This reflection focuses on my recent experience public speaking. It shows a new interest in the way communicators maximize their influence, and the creativity it takes to make ideas stick in the minds of an audience.

This summer I am an intern at Northpoint Church Austin. Last week we had an event that was designed to train high school students to lead six person teams of high school students throughout a summer long program. My task was to present our student leaders helpful leadership skills to use practically over the summer. While deciding on what to talk about when leading middle school students it proved to be a difficult task. I knew all the politics of the middle school hierarchy, especially the middle school I navigated my adolescence through. What I decided on was Oreo’s and humility. Humility seemed to be one of the roots in middle and high school that can take away from a student’s ability to lead a team. When I look back at the leaders I instantly want to follow it is because their humility has gained my respect. Once that respect is gained a leader has the ability to gather a crowd, give trusted advice, and honestly empower those around them. This is where the Oreo came in. I used an illustration using Oreo's to demonstrate this idea of valuing people the same. I went through multiple scenarios of what the Oreo would symbolize. A leadership position might make you stack a second Oreo on top of your first one, or maybe you have some accomplishment that makes you more intelligent, physically fit, spiritual, or any other measure of success someone can have; and they add more and more Oreos to their pile and you can view yourself above someone who’s stack has less cookies. However, when you take a Birdseye view of the cookie stacks you see one single Oreo. That is to say that we are all the same. We can create these success standards that allow our leadership abilities to fail because we don’t see others on the same level as ourselves.

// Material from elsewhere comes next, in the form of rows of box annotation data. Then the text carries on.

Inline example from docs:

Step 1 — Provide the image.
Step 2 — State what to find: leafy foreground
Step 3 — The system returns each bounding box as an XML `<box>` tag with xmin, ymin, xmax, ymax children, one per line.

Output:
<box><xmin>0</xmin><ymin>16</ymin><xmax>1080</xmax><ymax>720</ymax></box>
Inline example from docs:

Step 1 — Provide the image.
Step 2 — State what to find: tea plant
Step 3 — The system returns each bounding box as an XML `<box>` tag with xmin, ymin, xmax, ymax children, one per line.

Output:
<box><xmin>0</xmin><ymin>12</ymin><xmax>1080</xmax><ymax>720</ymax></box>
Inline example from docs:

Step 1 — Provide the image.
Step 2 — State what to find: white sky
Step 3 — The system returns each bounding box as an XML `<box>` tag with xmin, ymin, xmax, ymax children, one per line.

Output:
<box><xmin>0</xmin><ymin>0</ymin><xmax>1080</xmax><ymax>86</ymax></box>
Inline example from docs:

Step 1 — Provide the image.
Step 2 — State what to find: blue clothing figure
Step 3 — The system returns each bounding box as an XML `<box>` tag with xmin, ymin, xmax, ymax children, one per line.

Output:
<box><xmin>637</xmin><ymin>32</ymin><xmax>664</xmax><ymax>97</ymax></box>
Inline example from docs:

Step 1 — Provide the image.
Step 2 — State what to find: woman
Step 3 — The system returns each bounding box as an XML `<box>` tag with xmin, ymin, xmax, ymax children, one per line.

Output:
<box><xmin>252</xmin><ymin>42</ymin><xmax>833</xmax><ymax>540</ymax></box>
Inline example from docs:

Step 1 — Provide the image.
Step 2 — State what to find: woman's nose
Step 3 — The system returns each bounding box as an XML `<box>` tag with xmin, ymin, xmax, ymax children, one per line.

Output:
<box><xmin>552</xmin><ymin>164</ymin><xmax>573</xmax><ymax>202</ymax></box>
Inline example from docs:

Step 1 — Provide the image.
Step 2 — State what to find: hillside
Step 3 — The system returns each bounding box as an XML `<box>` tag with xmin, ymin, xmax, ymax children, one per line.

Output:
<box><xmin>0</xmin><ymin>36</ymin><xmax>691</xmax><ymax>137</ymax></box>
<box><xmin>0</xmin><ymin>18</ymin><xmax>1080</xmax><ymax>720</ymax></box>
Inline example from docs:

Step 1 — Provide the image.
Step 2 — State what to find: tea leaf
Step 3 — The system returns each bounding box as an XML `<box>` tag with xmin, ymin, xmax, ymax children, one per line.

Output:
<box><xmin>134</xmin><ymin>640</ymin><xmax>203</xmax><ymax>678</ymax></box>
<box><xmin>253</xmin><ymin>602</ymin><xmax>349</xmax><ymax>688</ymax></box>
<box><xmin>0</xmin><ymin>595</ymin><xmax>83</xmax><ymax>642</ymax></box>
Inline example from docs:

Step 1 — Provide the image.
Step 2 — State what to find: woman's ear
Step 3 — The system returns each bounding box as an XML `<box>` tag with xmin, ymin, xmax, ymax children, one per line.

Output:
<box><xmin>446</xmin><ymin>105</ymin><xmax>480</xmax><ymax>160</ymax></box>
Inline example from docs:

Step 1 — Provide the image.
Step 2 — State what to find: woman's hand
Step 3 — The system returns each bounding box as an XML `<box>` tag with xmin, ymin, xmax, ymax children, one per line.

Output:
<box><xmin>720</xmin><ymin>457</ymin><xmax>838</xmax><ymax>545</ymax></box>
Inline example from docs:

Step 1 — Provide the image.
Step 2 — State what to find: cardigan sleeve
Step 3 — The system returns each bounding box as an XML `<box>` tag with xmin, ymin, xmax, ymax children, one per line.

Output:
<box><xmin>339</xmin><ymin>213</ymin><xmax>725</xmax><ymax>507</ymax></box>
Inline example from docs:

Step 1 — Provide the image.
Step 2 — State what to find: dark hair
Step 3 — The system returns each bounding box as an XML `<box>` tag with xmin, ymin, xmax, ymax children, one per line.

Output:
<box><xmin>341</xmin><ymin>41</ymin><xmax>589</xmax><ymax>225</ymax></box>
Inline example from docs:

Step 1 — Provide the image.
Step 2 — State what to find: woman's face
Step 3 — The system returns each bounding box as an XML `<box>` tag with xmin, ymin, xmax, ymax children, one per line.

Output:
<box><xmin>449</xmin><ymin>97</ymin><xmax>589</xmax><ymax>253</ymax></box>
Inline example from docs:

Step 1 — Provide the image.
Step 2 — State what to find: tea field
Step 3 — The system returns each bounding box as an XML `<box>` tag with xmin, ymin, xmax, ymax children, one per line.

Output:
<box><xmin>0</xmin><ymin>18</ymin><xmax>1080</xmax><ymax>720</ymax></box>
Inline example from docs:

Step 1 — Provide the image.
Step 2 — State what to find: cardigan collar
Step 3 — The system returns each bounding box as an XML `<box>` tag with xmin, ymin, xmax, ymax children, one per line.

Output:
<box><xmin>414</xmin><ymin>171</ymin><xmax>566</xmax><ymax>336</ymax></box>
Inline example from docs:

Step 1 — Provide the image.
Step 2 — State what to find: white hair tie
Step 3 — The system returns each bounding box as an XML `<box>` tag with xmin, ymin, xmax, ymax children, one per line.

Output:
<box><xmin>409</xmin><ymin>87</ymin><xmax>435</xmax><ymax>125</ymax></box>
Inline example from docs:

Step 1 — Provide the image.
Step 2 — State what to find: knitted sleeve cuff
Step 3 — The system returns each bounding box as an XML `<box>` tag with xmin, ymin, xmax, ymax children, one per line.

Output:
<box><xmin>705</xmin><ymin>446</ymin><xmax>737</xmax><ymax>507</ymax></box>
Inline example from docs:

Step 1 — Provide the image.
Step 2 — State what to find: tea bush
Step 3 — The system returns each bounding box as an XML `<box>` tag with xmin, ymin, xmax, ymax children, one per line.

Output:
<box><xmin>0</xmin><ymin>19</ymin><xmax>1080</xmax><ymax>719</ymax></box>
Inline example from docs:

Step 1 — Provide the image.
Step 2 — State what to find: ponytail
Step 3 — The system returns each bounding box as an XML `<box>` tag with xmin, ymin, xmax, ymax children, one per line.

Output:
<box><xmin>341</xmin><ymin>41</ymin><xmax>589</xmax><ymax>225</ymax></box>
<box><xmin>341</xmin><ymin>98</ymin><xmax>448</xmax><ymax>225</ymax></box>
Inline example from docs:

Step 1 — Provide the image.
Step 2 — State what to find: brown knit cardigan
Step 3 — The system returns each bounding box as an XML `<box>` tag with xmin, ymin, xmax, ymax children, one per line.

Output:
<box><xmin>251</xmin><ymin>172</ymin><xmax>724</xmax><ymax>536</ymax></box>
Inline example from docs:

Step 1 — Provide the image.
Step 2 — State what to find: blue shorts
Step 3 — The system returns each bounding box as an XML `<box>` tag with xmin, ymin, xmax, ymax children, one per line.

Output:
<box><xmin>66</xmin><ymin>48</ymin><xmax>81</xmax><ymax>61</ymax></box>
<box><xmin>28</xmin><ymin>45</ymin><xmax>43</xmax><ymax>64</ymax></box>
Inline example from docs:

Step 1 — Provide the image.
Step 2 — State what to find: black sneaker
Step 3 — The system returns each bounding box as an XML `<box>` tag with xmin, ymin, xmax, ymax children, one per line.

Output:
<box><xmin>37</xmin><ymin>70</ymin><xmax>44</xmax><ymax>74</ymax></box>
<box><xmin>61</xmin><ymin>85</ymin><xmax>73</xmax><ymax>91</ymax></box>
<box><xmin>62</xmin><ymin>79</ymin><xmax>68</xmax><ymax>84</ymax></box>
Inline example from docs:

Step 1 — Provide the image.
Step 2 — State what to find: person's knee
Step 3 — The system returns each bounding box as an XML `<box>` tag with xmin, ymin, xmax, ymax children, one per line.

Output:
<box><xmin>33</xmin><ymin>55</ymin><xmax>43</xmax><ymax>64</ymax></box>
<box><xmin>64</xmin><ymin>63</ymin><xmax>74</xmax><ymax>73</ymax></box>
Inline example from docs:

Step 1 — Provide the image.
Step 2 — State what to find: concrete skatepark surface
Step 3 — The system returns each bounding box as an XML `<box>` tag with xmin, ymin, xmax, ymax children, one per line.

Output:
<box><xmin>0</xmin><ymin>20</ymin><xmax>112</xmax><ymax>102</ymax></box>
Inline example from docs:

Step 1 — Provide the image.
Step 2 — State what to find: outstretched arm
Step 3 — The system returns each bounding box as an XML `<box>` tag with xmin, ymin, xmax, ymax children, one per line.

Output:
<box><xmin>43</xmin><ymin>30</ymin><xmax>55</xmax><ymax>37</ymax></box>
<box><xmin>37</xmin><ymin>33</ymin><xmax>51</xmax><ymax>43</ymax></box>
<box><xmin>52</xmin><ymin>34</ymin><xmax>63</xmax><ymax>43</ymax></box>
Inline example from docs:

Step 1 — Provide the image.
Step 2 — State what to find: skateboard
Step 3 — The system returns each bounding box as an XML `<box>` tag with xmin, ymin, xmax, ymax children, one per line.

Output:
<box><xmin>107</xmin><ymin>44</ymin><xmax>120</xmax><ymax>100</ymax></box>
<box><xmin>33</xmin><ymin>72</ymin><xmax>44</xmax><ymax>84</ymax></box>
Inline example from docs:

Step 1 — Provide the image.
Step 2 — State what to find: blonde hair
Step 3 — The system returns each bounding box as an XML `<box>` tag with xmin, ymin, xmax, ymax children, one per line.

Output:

The feedback from this talk was great and unexpected. Not only did I give high school students a cookie during a weekend of multiple seminar type talks, it was also something simple and easy to remember. I gave the same talk last summer to a much smaller group, and students from last year also remembered this talk. To remember a seminar a year later I knew that this was something very practical to communicate a point. I also really liked being out of my comfort zone while presenting to this larger group of students. It was exciting to be creative on how to present ideas in a way that would stick and make a lasting impression.

I am more aware of these kinds of long lasting impressions you can make when you have a sticky idea. By “sticky” I mean an idea that sticks with people much longer than your presentation occurs. I am now more attentive when I listen to any kind of public speaking. I look for ways that speakers can clearly communicate and create these sticky concepts that people with remember a whole year later. My sudden and strong interest in this subject makes me think that I like to speak more than I had ever had before. Perhaps this is my natural inclination to want to learn new things and this is the next new thing. I had never had a strong liking for public speaking, like most people, but it is exciting to learn about and to see how people use their influence to communicate.